The following is our summary of the Supreme Court’s actions on petitions for review in civil cases from the Court’s conference on Wednesday, May 11, 2016. The summary includes those civil cases in which (1) review has been granted, (2) review has been denied but one or more justices has voted for review, or (3) the Court has ordered depublished an opinion of the Court of Appeal. This week, we also note that the Court has limited the issues to be decided in a pending case, and has vacated submission in another matter in order to take additional briefing on defined issues.
Alvarado v. Dart Container Corporation of California, S232607- Review Granted- May 11, 2016
This case presents the following question: What is the proper method for calculating the rate of overtime pay when an employee receives both an hourly wage and a flat sum bonus?
The Court of Appeal, Fourth District, Division Two, held in a published opinion, Alvarado v. Dart Container Corporation of California (2016) 243 Cal.App.4th 1200, that held that employer’s formula for calculating the overtime rate for per-shift payments did not violate state law.
In re F.T., S233479- Review Granted and Held- May 11, 2016
The Supreme Court granted review and ordered briefing deferred pending its decision in In re Isaiah W., S221263, which presents the following issue: “Does a parent’s failure to appeal from a juvenile court order finding that notice under the Indian Child Welfare Act was unnecessary preclude the parent from subsequently challenging that finding more than a year later in the course of appealing an order terminating parental rights?” The Court of Appeal, Fifth District, held in In re F.T. (Mar. 1, 2016, F072329) 2016 WL 800722 (nonpub.opn.) upheld an order terminating parental rights.
In re R.R., S233253- Review Granted and Held- May 11, 2016
In re R.R. presents the same issue as In re F.T. above, and the Supreme Court likewise ordered briefing deferred pending its decision in In re Isaiah W., S221263. The Fifth District Court of Appeal in In re R.R. (Feb. 11, 2016, F070994) 2016 WL 544826 (nonpub. opn.), upheld a dependency court’s order terminating parental rights.

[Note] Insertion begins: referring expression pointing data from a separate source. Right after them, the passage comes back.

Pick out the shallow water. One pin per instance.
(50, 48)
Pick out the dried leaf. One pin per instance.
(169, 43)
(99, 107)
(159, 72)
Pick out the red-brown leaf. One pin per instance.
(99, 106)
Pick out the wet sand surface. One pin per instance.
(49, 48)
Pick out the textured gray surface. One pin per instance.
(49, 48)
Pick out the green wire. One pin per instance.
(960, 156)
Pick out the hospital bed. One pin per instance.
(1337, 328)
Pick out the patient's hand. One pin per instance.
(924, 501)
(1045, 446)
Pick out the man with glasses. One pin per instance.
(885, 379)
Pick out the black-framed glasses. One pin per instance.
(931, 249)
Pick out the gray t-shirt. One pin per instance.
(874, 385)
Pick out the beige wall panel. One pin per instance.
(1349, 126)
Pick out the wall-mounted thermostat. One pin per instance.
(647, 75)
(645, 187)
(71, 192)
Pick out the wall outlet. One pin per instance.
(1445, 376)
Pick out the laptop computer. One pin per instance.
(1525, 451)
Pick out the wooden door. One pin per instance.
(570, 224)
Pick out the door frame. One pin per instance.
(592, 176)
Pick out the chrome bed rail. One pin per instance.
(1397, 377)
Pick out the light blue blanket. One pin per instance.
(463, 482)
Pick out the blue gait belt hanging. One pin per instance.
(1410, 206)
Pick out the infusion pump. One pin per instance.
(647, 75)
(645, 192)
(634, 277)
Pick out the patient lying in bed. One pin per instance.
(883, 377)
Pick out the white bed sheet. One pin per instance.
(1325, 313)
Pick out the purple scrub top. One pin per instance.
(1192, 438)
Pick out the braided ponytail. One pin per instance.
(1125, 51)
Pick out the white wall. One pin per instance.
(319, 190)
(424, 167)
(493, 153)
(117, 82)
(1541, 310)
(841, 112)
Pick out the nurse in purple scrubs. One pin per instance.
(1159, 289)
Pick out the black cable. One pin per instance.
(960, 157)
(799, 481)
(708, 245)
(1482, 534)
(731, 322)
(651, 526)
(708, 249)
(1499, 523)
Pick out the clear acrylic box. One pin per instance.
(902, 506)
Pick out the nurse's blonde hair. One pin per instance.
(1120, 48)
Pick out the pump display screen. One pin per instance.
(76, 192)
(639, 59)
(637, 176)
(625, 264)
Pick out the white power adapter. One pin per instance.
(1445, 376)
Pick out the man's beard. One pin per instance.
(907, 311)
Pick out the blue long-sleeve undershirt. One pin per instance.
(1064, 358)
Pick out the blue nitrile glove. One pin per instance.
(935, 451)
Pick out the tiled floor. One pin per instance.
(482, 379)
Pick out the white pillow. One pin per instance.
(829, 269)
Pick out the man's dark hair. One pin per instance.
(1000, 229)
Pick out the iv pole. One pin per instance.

Review Denied (with dissenting justices)
Kim v. Toyota Motor Corporation, S232754- Issues Limited- May 11, 2016
The Supreme Court granted review in this case on April 13, 2016. On May 11, the Court ordered the issue to be briefed and argued limited to the following: Did the trial court commit reversible error in admitting, as relevant to the risk-benefit test for design defect, evidence of industry custom and practice related to the alleged defect?
The Court of Appeal, Second District, Division Seven, held in a published decision, Kim v. Toyota Motor Corporation (2016) 243 Cal.App.4th 1366 that: (1) the jury could consider evidence of industry custom and practice in the risk-benefit analysis to determine whether a product has a defect supporting strict products liability;(2) the jury could consider a manufacturer’s compliance or noncompliance with Federal Motor Vehicle Safety Standards (FMVSS) and industry custom in applying the risk-benefit test;(3) the trial court acted within its discretion in concluding that manufacturer’s slideshows about electronic stability control systems were unduly prejudicial;(4) the consumer expectations test was inapplicable to a motorist’s products liability claim; and(5) trial court acted within its discretion in instructing plaintiff’s counsel to finish rebuttal argument within three more minutes.
Friends of the College of San Mateo Gardens v. San Mateo County Community College District, S214061 – Submission Vacated- May 11, 2016
This case was argued and submitted on May 4. A week later, on May 11, the Supreme Court vacated submission and directed the filing of supplemental briefs on the following questions: (1) Under California Environmental Quality Act (CEQA) Guidelines section 15162, what standard of judicial review applies to an agency’s determination that no environmental impact report (EIR) is required as a result of proposed modifications to a project that was initially approved by negative declaration or mitigated negative declaration? (See generally Benton v. Board of Supervisors (1991) 226 Cal.App.3d 1467, 1479–1482.) (2) Does CEQA Guidelines section 15162, as applied to projects initially approved by negative declaration or mitigated negative declaration rather than EIR, constitute a valid interpretation of the governing statute? (Compare Bowman v. City of Petaluma (1986) 185 Cal.App.3d 1065, 1073–1074 with Benton at pp. 1479–1480.)
The Court of Appeal, First District, Division One, held in Friends of the College of San Mateo Gardens v. San Mateo County Community College District (Sept. 26, 2013, A135892) 2016 WL 5377849 (nonpub. opn.) that the demolition project at issue was a new project not subject to an addendum and thus required additional environmental review.